Définir la prostitution ou la traite aux fins de prostitution par la contrainte ou l’absence de contrainte implique qu’il n’est plus nécessaire d’analyser la prostitution en tant que telle : son sens, ses mécanismes, ses liens avec le crime organisé, son inscription dans les relations marchandes et patriarcales, son rôle dans l’oppression des femmes, etc. La légitimation de la prostitution passe par cette opération de réduction libérale.

Le capitalisme néo-libéral trouve son expression achevée dans le domaine des industries du sexe. Ce régime d’accumulation étroitement lié aux dérégulations de la mondialisation renforce d’une façon considérable le système d’oppression des femmes et leur asservissement au plaisir d’autrui, au plaisir masculin. En réduisant les femmes à une marchandise susceptible d’être achetée, vendue, louée, appropriée, échangée ou acquise, la prostitution affecte les femmes en tant que groupe. Elle renforce l’équation archaïque entre femme et sexe, réduisant les femmes à une humanité moindre et contribuant à les maintenir dans un statut inférieur partout dans le monde.
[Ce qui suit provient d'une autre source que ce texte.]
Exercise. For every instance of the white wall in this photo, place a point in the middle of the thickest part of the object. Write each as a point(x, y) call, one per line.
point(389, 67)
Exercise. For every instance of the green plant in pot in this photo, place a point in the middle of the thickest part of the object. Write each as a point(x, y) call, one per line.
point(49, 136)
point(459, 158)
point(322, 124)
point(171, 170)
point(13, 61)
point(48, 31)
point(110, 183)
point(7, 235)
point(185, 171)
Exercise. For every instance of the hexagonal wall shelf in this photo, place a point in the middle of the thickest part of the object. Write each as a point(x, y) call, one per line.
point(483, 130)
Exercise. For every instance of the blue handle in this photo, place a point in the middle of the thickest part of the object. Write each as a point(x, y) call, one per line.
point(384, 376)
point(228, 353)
Les femmes et les fillettes en paient un lourd tribut.


NOTES
L’Organisation internationale du travail (OIT) évalue que 2,45 millions de personnes sont victimes de la traite à des fins d’exploitation sexuelle chaque année. Mais ce chiffre découle d’une étude sur la traite à des fins de prostitution « forcée », assimilée au « travail forcé », c’est-à-dire ne prend pas en compte l’ensemble de la traite à des fins de prostitution.
Aux Pays-Bas, la majorité des mineurs non accompagnés proviennent de la Chine, de la Somalie, de la Sierra Leone et, plus récemment, de l’Angola et du Nigeria.
Melissa Farley, Prostitution and Trafficking in Nevada. Making the Connections, San Francisco, PRE, 2007 ; Mary L. Sullivan, Making Sex Work : A Failed Experiment with Legalized Prostitution, North Melbourne, Spinifex, 2007.
En 2004, les ambassades suisses ont délivré 5 953 visas destinés aux danseuses de cabaret, moyen privilégié des trafiquants proxénètes pour prostituer les femmes. La même année, la Slovénie a délivré 650 visas, dont une grande majorité à des Ukrainiennes, le Luxembourg environ 350, Chypre 1 200 visas et le Canada 500 visas à des Roumaines (et sans doute plus si on tient compte des autres nationalités). En 2004, le gouvernement japonais a délivré 71 084 visas à des femmes en provenance des Philippines. Plusieurs pays des Caraïbes, dont Sainte-Lucie, les Bahamas, la Jamaïque, le Surinam, délivrent des visas à des « danseuses » pour qu’elles puissent œuvrer dans l’industrie du divertissement pour hommes. C’est également le cas des Antilles néerlandaises où la prostitution est réglementée, notamment St. Marteen, Curaçao et Bonaire. Le Canada et le Luxembourg ont mis fin à leurs programmes de visas d’artiste à la fin de 2004.
Pour Élisabeth Badinter, par exemple, la prostitution s’intègre dans un « droit chèrement acquis depuis à peine trente ans [qui] appelle le respect de tous : la libre disposition de son corps ». La distinction entre prostitution « libre » et « forcée » lui permet de dénoncer le discours qui prétend que les personnes prostituées sont « les victimes de la logique économique libérale et de la domination masculine propre au patriarcat ». Les qualifier de « victimes » serait admettre l’existence d’une oppression sociale structurelle, ce qui n’est plus le cas : « Le patriarcat [est] agonisant dans nos sociétés. »
Mme Zwerver, Pays-Bas, SOC, Migrations liées à la traite des femmes et à la prostitution, Rapport Commission sur l’égalité des chances pour les femmes et les hommes, Assemblée parlementaire, Conseil de l’Europe, doc. 9795, 23 avril 2003.